0 50 100 150 200 250 300 350 400 GSL
finael host
finael device GTX 680
finael device GTX TITAN
Speedup normalized to GSL implementation in double precision
single precision double precision PRNG: Philox
Figure 2.8: Same as figure 2.6, but using the Philox PRNG for the finael implementations.
the superiority of the GTX TITAN over the GTX 680, and for this measurement the random number generation is dominant and executed on the host.
Summarizing we can improve Vegas for the host as well as for the device by using Philox as PRNG, not only in respect of memory as initially intended, but also in terms of speed. Further the quality of the produced random numbers improves and becomes Crush-resistant. To quantify the speed improvement for a typical use case we repeat the measurement of the last subsection (see figure 2.6) but with a Philox PRNG instead of the naive implementation using the L’Ecuyer PRNG. The results are shown in figure 2.8. As we expect, the times do not change or only insignificantly for the host version. On the devices however we detect a measurable improvement. This means that the usage of a device made the originally compute bound calculation less compute but more memory bound. However, compared to other applications of GPGPU as lattice QCD, which are almost completely memory bound, we are still mostly compute bound, although the memory transfers contribute to a measurable degree. The improvement is dependent on the GPU, as we find for the GTX 680 a modest improvement of three percent for double precision, but a already sizable improvement of ten percent for single precision. In case of the GTX TITAN setup the improvement is even bigger, being about 13 percent for double and 22 percent for single precision. As a consequence also the relative factors to the host version improve significantly in these cases.

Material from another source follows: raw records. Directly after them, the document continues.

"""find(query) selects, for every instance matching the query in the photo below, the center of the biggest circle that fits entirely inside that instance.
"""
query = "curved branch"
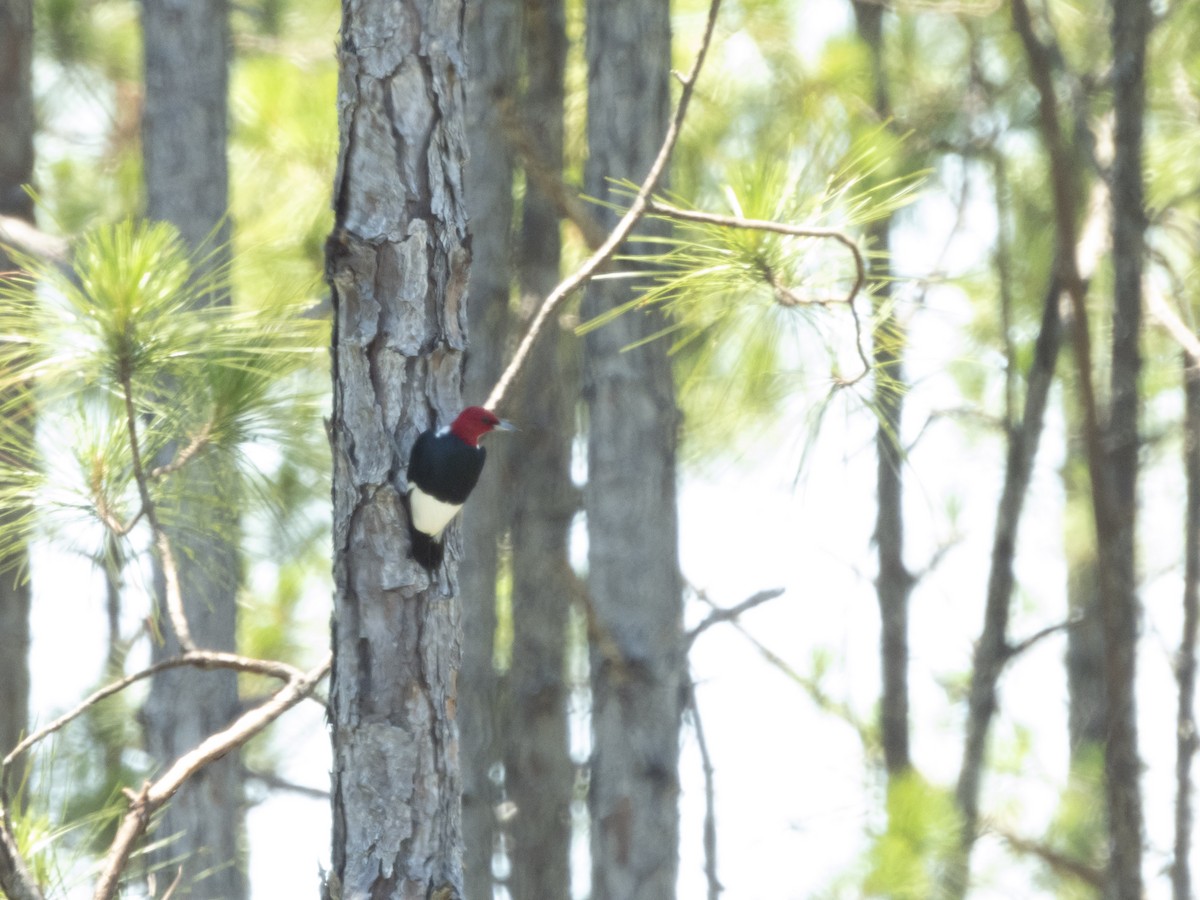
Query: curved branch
(765, 225)
(154, 795)
(162, 543)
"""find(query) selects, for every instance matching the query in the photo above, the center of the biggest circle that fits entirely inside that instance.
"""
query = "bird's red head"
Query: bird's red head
(475, 421)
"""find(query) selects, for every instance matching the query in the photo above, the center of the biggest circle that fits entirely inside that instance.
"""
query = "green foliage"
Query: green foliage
(757, 316)
(923, 829)
(130, 341)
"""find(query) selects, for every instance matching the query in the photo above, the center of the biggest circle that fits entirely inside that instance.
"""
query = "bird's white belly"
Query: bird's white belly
(430, 515)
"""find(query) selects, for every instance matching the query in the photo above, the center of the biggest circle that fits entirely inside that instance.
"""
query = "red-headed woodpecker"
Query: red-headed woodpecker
(443, 468)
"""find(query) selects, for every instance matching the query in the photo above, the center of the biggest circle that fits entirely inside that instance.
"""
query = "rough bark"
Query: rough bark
(894, 582)
(539, 772)
(184, 136)
(397, 265)
(492, 28)
(1131, 27)
(993, 648)
(634, 579)
(1186, 661)
(16, 171)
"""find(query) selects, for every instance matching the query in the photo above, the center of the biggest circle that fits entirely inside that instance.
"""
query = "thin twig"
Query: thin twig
(719, 615)
(1056, 861)
(154, 795)
(621, 231)
(1017, 649)
(198, 442)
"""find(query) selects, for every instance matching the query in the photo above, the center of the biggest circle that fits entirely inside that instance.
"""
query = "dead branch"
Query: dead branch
(621, 231)
(1059, 862)
(719, 615)
(196, 659)
(154, 795)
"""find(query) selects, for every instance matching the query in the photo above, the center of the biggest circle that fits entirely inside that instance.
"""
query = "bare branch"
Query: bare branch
(196, 659)
(154, 795)
(1162, 312)
(29, 240)
(730, 615)
(1059, 862)
(706, 761)
(198, 442)
(1027, 643)
(621, 232)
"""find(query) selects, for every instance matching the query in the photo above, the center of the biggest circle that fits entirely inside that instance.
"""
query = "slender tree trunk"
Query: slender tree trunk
(397, 265)
(184, 133)
(993, 648)
(633, 532)
(1131, 28)
(894, 582)
(539, 773)
(492, 29)
(16, 172)
(1186, 663)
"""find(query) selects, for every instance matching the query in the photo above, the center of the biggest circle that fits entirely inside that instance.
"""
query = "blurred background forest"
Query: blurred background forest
(963, 657)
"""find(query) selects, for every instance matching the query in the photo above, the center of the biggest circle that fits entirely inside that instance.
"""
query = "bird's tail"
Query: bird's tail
(427, 551)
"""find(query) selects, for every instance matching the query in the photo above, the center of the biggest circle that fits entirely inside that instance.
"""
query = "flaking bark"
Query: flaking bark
(397, 265)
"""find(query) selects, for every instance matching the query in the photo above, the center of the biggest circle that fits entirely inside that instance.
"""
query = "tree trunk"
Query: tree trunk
(397, 265)
(492, 28)
(993, 648)
(634, 579)
(184, 136)
(16, 172)
(1131, 27)
(893, 582)
(1186, 664)
(539, 772)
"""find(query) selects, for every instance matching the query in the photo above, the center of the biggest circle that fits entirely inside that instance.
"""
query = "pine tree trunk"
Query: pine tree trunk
(492, 29)
(16, 171)
(397, 264)
(186, 178)
(1131, 27)
(893, 583)
(634, 580)
(539, 772)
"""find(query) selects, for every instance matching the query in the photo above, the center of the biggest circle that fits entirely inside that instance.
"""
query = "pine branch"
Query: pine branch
(154, 795)
(786, 297)
(623, 228)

The single precision calculation on the GTX 680 is now more than 280 times faster than the double precision calculation on the host. For the GTX TITAN the calculations are more than 170 faster for double and more than 360 times faster for single precision.
x0
x1
x0
x1
Classic Refined
Figure 2.9: Processing of bins in two dimensions using the classic manner (left) and refined for stratified sampling (right). The bins (thin green lines) are separated for clarity.
Increment borders are drawn with thick black lines. The green arrows indicate the processing sequence of the bins.